2011-11-17 - Möglicherweise erste Sperre für kontaminierten Reis
Geschrieben vonQuelle: japantoday.com
Die japanische Regierung wird voraussichtlich ihre erste Sperre für Reishandel nach dem 11. März auferlegen. Betroffen ist die Stadt Onami in der Präfektur Fukushima, 57 Kilometer nordwestlich des Fukushima Daiichi Fabrikgeländes. Die Behörden in Fukushima geben an, die benachbarten Reisanbaugebiete seien mit 630 Becquerel per Kilogramm Reis mit Caesium kontaminiert. Die Toleranzgrenze liegt bei 500 Becquerel.
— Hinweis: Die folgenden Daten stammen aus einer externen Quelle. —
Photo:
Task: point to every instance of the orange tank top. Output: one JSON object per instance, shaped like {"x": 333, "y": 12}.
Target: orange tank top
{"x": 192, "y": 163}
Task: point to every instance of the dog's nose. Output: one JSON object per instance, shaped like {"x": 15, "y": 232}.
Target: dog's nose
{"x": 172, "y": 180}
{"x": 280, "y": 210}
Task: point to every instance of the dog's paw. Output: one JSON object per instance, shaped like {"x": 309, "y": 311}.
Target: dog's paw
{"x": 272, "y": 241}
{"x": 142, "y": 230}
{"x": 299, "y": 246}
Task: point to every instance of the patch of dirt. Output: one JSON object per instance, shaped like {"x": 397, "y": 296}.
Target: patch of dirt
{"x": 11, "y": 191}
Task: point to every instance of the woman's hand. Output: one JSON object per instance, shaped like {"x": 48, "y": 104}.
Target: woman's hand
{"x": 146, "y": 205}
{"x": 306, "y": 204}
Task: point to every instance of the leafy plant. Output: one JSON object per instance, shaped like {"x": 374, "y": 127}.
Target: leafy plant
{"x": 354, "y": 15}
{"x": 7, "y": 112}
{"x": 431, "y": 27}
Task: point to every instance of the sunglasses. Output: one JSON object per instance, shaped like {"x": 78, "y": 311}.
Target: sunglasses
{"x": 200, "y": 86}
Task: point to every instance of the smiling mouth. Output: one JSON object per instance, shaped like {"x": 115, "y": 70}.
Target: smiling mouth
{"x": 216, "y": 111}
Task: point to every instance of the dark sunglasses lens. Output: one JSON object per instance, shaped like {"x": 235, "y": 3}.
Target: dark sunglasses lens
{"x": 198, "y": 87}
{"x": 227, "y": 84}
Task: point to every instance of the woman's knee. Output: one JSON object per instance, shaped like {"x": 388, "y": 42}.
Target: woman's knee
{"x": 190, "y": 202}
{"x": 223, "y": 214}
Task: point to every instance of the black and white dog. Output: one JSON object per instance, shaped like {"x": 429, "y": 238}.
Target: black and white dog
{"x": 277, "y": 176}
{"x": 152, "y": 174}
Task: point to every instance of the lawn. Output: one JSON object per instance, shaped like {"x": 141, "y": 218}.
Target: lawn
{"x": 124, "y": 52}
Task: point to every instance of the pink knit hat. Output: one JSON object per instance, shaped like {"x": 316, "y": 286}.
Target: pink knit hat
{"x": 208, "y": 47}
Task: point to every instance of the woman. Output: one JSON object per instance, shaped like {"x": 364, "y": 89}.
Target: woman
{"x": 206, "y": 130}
Osamu Fujimura, Sekretär des Kabinettschefs, berichtet, dass das Caesium während der regulären Auslieferungstests entdeckt wurde. Weiter sagt er, dass sie auf Anweisungen zur Unterlassung des Handels mit dem betroffenen Reis warten.
Das Level an Radioaktivität der Reisernte in 1.700 Orten in 48 Bezirken außerhalb der 20-Kilometer-Sperrzone des Fabrikgeländes Fukushima Daiichi befindet sich unter dem 500 Becquerel-Limit pro Kilogramm, gab die örtliche Behörde im Oktober an. Der höchste Wert betrug bisher 470 Becquerel per Kilogramm und wurde in Nihonmatsu gemessen. Die Regierung kaufte den Reis für Forschungszwecke auf.